Acaudio: So, as a follow-up question to that, since the publication of this article, has there been any other research conducted as a follow-up to this one?
Arryn: That’s another great question. So, right now, I’m working on similar work that focuses on transgender women and other gender-diverse people. I’m focusing on HIV risks, substance misuse, and gender affirmation. So, right now, I have a study where I’m developing an intervention that is based on acceptance and commitment therapy to be adapted for transgender women to be delivered by transgender women in a group format. And so, yeah, this work has really inspired future work to work with other populations who are disproportionately affected by HIV and also experiencing much discrimination and systemic oppression.
To aspiring researchers
Acaudio: My last question is, what would be your advice to junior researchers who would want to explore the field of behavioral and social sciences?

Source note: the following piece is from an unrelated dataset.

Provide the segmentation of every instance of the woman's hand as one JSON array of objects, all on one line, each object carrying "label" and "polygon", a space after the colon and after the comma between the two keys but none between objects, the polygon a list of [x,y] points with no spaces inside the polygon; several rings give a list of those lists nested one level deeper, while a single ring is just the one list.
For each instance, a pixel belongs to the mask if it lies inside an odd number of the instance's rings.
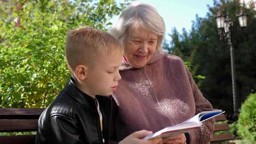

Arryn: I would say my advice is don’t be afraid to, you know, email people and express your enthusiasm for what you’re interested in because especially, in this world where we’re often working from home or kind of in this world of working on Zoom, it can be a little bit harder to make those connections and perhaps have conversations. To meet people who are doing work that you might be interested in. So, I would say don’t be afraid to cold email people. You might not get a response, but then you might get a response from someone who’s nice and is passionate about mentoring junior scholars in this area. I have found that has worked for me, because I started the postdoctoral fellowship during the height of Covid-19 pandemic, so I really had to utilise some, cold-emailing people, having some Zoom coffee chats, and that’s really helped to get some connections and the community in the area of work that I do.
Acaudio: Perfect, thank you so much Arryn!
Arryn: Thank you for having me. It was great speaking with you.